As if she was not busy enough, Nancy serves as the co-chair on the facility's Celebration Committee. As Co-Chair, Nancy helps set the agenda and conduct meetings, recruits members, and prepares management budgets. Nancy, along with her co-chair Michelle Garson, organized and hosted the Nursing Grand Rounds Celebration Kick Off presentation in March. This event is part of the facility's annual celebration for National Certified Nurses Day on March 19. In addition to hosting the event, Nancy made sure all certified nurses were included in the celebration and worked tirelessly to assemble gifts for each of those 734 nurses.
Nancy's has worked in many specialties, including pediatric medical oncology, neonatal, pediatric, and adult ICU. She’s also served in the emergency room, long term care facilities, as a medevac nurse, family practice office nurse, and most recently in the OR at Queens Medical Center.
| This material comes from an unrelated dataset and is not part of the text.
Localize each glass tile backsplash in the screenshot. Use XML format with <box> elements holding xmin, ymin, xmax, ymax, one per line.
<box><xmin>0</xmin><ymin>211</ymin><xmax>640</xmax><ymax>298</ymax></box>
These ever-changing opportunities have kept her motivated and excited for many years. Not only has she changed specialties, but through nursing she has also had the opportunity to work in places such as Iqaluit in Canada’s Eastern Arctic, Whitehorse in the Yukon Territory, and now in Honolulu, Hawaii. Whether she is at a patient’s bedside, in an office, ambulance, airplane, helicopter, or a patient’s home, she knows there is always someone in need who can benefit from the care of a nurse. This simple fact has kept her going. Nancy believes nurses should never quit being a nurse; if nurses do not find joy in their current specialty, she encourages them to explore other specialties.
People often ask nurses how difficult it is to take care of sick people all the time, usually posing the question "Isn’t it depressing?" Nancy knows there is always going to be sick people regardless whether they are being cared for or not. Nancy knows this and believes she can make a difference to those in need. Even with terminally ill patients, Nancy finds it rewarding to know she can help them enjoy today and live with dignity. While she enjoys the technical side of the profession, Nancy is driven by the caring aspect of being a nurse. She remembers one curmudgeonly man whose entire outlook on life was brightened every time the nurses would sing “You are my sunshine, my only sunshine…” Twenty years later, she still smiles when thinking of this special moment, and the fact that they could make his day a little brighter just by taking the time to sing a little song with him. Nancy emphasizes, "I can’t cure them but I certainly can care for them."